Para Birimi Olarak Dirhem. Kendilerine mahsus paraları olmayan Hicaz Arapları, Bizans'ın altın dinarı ile İran'ın ve Yemen'in gümüş dirhemlerini kullanırlardı. Araplar'a İran'dan geçen dirhem kelimesinin çoğulu olan derâhim Kur'an'da geçmektedir (Yûsuf 12/20). Makrîzî'de "es-Sevdâü'l-vâfiye" ve "et-Taberiyyetü'l-utuk" şeklinde geçen dirhemin iki çeşidinin olduğu anlaşılmaktadır. Makrîzî bunlardan, "tartıda ağır çeken" anlamındaki vâfî dirhemlerin İran'ın Bağlî dirhemleri olduğunu belirtmektedir. Bunlardan başka Cûrâkî dirhemin de adı geçmektedir. İbn Haldûn ayrıca Mağribî ve Yemenî (Mâverdî'nin sözünü ettiği Himyerî olmalı) adlı dirhemlerden de söz etmektedir. Bağlî kelimesi Bâbil'de Ba'l veya Hille yakınlarında Bağliy denilen beldelerden birine nisbet edildiği gibi Re'sü'l-Bağl adlı bir darphâneciye de izâfe edilmektedir. Bu zatın kişiliği hakkında farklı rivayetler vardır.
Irak ve İran'ın fethine kadar Araplar Sâsânî dirhemlerini üzerlerinde hiçbir değişiklik yapmadan kullandılar. İran'ın fethi arefesinde III. Yezdicerd'in (632-651) sikkeleri kullanılıyordu. İslâmî devirde İran dirhemi ilk defa Hz. Ömer zamanında basıldı (Makrîzî, s. 4). Bunun ağırlığı 2,97 gramdı. Halife Abdülmelik b. Mervân bu miktarı gümüş sikke birimi itibar etmiştir. Sâsânî dirhemlerinin ön yüzünde hükümdarların resmi, arka yüzünde iki muhafız arasında ateş tapınağı bulunurdu. Bu sikkelerin üzerinde Pehlevîce darp yerinin simgesi veya tam adı, darp tarihi olarak da krallarının cülûsunun kaçıncı yılında darbedildiği yazılırdı. Sâsânî dirheminin oluşturduğu diskin alanı genişçe olup sikke ortada kalmaktaydı. Çevredeki boşluk dört ayyıldız ile dört eşit bölüme ayrılmıştı. Hilâlin uçları diskin çemberine dönük olurdu.
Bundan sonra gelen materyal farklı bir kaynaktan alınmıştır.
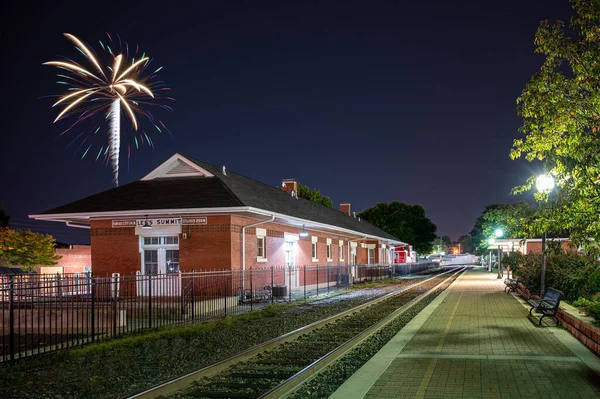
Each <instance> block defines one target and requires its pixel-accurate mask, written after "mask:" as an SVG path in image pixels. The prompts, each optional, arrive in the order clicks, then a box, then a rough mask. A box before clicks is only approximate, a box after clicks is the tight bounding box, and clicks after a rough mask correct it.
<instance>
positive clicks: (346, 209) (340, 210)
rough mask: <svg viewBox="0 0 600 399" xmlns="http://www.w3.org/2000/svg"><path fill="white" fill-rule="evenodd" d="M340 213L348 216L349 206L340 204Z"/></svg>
mask: <svg viewBox="0 0 600 399" xmlns="http://www.w3.org/2000/svg"><path fill="white" fill-rule="evenodd" d="M340 211H342V212H344V213H345V214H346V215H348V216H350V204H349V203H346V202H342V203H341V204H340Z"/></svg>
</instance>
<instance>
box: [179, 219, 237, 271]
mask: <svg viewBox="0 0 600 399" xmlns="http://www.w3.org/2000/svg"><path fill="white" fill-rule="evenodd" d="M234 230H235V229H234V228H232V226H231V216H208V218H207V224H206V225H191V226H182V233H186V236H187V239H182V238H181V235H180V240H179V265H180V266H179V268H180V270H181V271H191V270H215V269H229V268H230V267H231V246H232V237H234V236H235V235H236V233H235V231H234Z"/></svg>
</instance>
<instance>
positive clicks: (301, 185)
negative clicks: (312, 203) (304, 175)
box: [298, 183, 333, 208]
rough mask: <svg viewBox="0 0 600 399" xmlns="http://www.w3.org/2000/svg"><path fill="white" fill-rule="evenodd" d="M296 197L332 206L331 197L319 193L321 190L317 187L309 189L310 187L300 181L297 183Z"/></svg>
mask: <svg viewBox="0 0 600 399" xmlns="http://www.w3.org/2000/svg"><path fill="white" fill-rule="evenodd" d="M298 197H300V198H305V199H307V200H310V201H312V202H316V203H317V204H321V205H325V206H326V207H329V208H331V207H332V206H333V202H332V201H331V198H329V197H328V196H326V195H321V191H320V190H319V189H318V188H313V189H312V190H311V188H310V187H308V186H304V185H302V184H300V183H298Z"/></svg>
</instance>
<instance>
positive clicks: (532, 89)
mask: <svg viewBox="0 0 600 399" xmlns="http://www.w3.org/2000/svg"><path fill="white" fill-rule="evenodd" d="M571 3H572V5H573V8H574V9H575V11H576V15H575V16H574V17H573V18H572V19H571V23H570V30H568V31H567V30H566V29H565V24H564V23H563V22H562V21H557V22H556V23H554V24H552V25H551V24H550V23H549V22H548V21H543V22H542V23H541V24H540V26H539V28H538V30H537V32H536V35H535V51H536V52H537V53H541V54H543V55H544V56H545V60H544V63H543V64H542V66H541V68H540V70H539V72H537V73H536V74H534V75H533V76H532V78H531V80H530V81H529V82H528V83H527V85H526V86H525V88H524V89H523V92H522V93H521V96H520V97H519V98H518V99H517V111H518V114H519V115H520V116H521V117H522V118H523V125H522V127H521V129H520V131H521V132H522V133H523V134H524V135H525V137H524V138H521V139H517V140H515V141H514V144H513V148H512V150H511V158H513V159H516V158H519V157H521V156H524V157H525V159H527V160H528V161H542V162H543V165H542V166H543V169H545V170H546V172H548V173H551V174H552V175H553V176H554V177H555V180H556V185H557V187H556V188H555V189H554V192H552V193H546V194H538V193H536V194H534V195H535V196H536V198H537V199H538V200H540V201H541V210H540V212H539V213H538V215H537V217H536V218H535V223H534V226H535V228H536V229H537V231H544V230H546V229H548V228H549V227H555V228H558V229H563V230H570V231H571V239H572V240H573V241H574V242H575V243H577V244H580V245H584V246H586V247H588V249H591V250H594V251H595V252H598V251H599V250H600V213H599V212H598V209H600V64H599V63H598V60H599V59H600V2H598V1H597V0H572V1H571ZM534 182H535V176H531V177H530V178H529V179H528V180H527V181H526V183H525V184H524V185H522V186H518V187H515V189H514V190H513V191H514V192H515V193H521V192H525V191H527V190H530V189H532V188H533V186H534Z"/></svg>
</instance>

İslâm devletinde darbedilen Sâsânî dirhemleri üzerinde zamanla İslâmî unsurlar artmıştır. Ayyıldızlar arasındaki boşluklara "bismillâh, bismillâhi rabbi, ceyyid" gibi İslâmî ibareler ve kelime-i şehâdet yazılmıştır. Asıl sikkeyi oluşturan iç kısımda tarih hicrî takvime göre gösterilmiş, fakat darp yeri bir süre Pehlevîce olma özelliğini korumuştur. Valiler de bazan Pehlevîce, bazan Arapça olarak isimlerini sikkeye kazdırmışlardır. Dinarda olduğu gibi dirhemde de İslâmî olmayan şeyler zamanla kaldırılmıştır. Ateş tapınağı yerine ortasında mızrak bulunan bir mihrap kazınmış, mihrabın dışında solda "emîrü'l-mü'minîn", sağda ise "y" harfi eksik olarak "halifetullah", mihrabın içinde mızrağın solunda "nasr" ve sağında "Allah" yazılıdır. Bir sonraki merhalede kisrâ resmi yerine kılıç kuşanmış halife resmi konulmuştur. Sonuçta dirhem Arapça kûfî yazılı, resimsiz olmuş, şekil ve ağırlık bakımından Sâsânî sikkelerinden tamamen ayrılmıştır. Sâsânî Hükümdarı II. Hüsrev'in dirhemlerinin ağırlığı 4,11-4,15 gr. arasında değişmiştir. Araplar'ın bastırdığı Sâsânî dirhemleri ise daha hafif olup 3,95 gramdır. Taberistan'da darbedilenlerin ağırlığı 1,80-1,95 gr. arasında değiştiğine göre bunlar yarım dirhem olmalıdır. Diğer darphânelerde basılı dirhemlerin ağırlığı ise çok değişik olup Sâsânî-Arap dirhemlerinin ağırlığında istikrar sağlanamamıştır. Sikke ıslahından önce valiler gibi halifelerden de dirhemler üzerine adlarını yazdıranlar oldu. Bunlardan Muâviye zamanında (661-680) basılan dirhemlerin üzerinde Pehlevîce "mahaviya emîr-i vurvişnikan" (emîrü'l-mü'minîn) ifadesi bulunmaktadır. Daha sonra halifelik iddiasında bulunan Abdullah b. Zübeyr ve Hâricî Katarî b. Fücâe ile son olarak Abdülmelik b. Mervân da "emîr-i vurvişnikan"lı dirhemler darbettirmişlerdir.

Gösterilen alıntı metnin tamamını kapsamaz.